Results (1) After transfection of 48 h, the expression level of microRNA-34a of myocardial cells in group MM was 4.67±0.92, significantly higher than 1.03±0.04 in group MMC (
P<0.01); the protein expression level of SIRT1 of myocardial cells in group MM was 0.35±0.06, significantly lower than 1.12±0.11 in group MMC (
P<0.01). After transfection of 48 h, the expression level of microRNA-34a of myocardial cells in group MI was 0.26±0.07, significantly lower than 1.33±0.07 in group MIC (
P<0.01); the protein expression level of SIRT1 of myocardial cells in group MIC was 1.12±0.16, significantly lower than 1.74±0.34 in group MI (
P<0.01). At 6 h after culture, compared with those in group MCB, the SIRT1 protein expression level of myocardial cells in group MB was significantly increased (
P<0.05), while cleaved-caspase-3 and Bax protein expression levels of myocardial cells in group MB were significantly decreased (
P<0.05). Compared with those in group MB, the SIRT1 protein expression level of myocardial cells in group MBE was with no significantly statistical difference (
P>0.05), and cleaved-caspase-3 and Bax protein expression levels were significantly increased (
P<0.05). (2) At 6 h post injury, compared with that in group SI, the microRNA-34a expression level of myocardial tissue in group SB was significantly increased (
P<0.01), and the mRNA expression level of SIRT1 of myocardial tissue in group SB was significantly decreased (
P<0.01). At 6 h post injury, myocardial cells in group SI arranged neatly with normal nucleus and no inflammatory cells infiltration; myocardial cells in group SB arranged disorderly, with no abnormal nucleus, and obvious inflammatory cells infiltration; myocardial cells in group SA arranged neatly, with normal nucleus and little inflammatory cells infiltration.
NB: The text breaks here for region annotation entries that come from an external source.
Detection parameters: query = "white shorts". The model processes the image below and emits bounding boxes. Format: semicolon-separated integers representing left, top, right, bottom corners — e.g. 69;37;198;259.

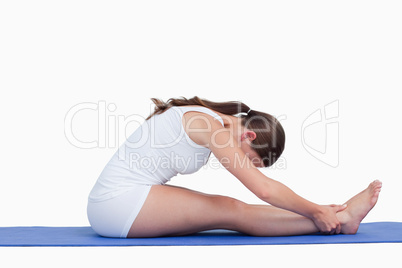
87;185;152;238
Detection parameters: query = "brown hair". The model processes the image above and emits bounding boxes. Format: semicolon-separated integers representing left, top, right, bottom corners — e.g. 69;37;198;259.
146;96;285;167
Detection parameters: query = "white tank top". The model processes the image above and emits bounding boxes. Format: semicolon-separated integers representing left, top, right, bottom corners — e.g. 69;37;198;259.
89;106;223;202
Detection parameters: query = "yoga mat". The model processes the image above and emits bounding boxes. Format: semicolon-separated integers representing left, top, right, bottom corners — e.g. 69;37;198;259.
0;222;402;247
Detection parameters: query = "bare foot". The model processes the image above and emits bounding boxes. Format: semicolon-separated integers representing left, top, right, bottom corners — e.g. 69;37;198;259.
337;180;382;234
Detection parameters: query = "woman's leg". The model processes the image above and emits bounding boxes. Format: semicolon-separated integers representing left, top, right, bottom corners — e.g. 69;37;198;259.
128;180;378;237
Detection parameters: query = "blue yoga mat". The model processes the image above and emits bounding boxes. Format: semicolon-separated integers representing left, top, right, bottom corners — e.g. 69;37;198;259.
0;222;402;247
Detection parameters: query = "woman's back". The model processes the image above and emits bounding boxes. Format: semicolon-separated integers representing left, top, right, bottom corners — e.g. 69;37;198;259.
89;106;223;202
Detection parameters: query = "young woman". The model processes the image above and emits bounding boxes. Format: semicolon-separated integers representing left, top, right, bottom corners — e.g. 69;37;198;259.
87;97;381;237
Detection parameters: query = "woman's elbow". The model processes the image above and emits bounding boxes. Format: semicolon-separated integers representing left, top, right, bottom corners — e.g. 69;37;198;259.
256;183;272;203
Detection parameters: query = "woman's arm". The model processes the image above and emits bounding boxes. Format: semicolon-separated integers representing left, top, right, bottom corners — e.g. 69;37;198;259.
191;116;344;233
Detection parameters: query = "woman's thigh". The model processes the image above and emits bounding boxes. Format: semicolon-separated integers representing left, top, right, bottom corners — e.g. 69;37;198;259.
127;185;244;237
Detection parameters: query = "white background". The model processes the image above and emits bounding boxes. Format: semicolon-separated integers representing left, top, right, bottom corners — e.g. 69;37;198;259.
0;1;402;267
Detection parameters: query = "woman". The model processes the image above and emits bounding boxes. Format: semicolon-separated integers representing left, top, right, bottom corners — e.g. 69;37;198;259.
87;97;381;237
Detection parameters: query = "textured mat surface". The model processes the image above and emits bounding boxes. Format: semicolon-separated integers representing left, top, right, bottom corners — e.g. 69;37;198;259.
0;222;402;246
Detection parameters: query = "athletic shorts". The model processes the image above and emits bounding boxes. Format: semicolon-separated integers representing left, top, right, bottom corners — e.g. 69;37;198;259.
87;185;152;238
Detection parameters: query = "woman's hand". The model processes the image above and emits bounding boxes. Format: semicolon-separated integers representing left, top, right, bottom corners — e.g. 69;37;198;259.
313;205;346;235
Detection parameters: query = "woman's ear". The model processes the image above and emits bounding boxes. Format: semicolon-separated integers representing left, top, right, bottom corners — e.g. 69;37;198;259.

At 6 h post injury, compared with those in group SB, the mRNA expression levels of IL-1β and TNF-α, and the protein expression levels of cleaved-caspase-3 and Bax of myocardial tissue in groups SI and SA were significantly decreased (
P<0.01).
Conclusions The microRNA-34a expression level of myocardial tissue of rats with severe burns at early stage increases, which decreases the expression level of SIRT1, and increases the expression levels of IL-1β, TNF-α, cleaved-caspase-3 and Bax, leading to obvious myocardial damage. Activation of SIRT1 can alleviate myocardial damage of rats with severe burns at early stage through decreasing expression levels of IL-1β, TNF-α, cleaved-caspase-3, and Bax.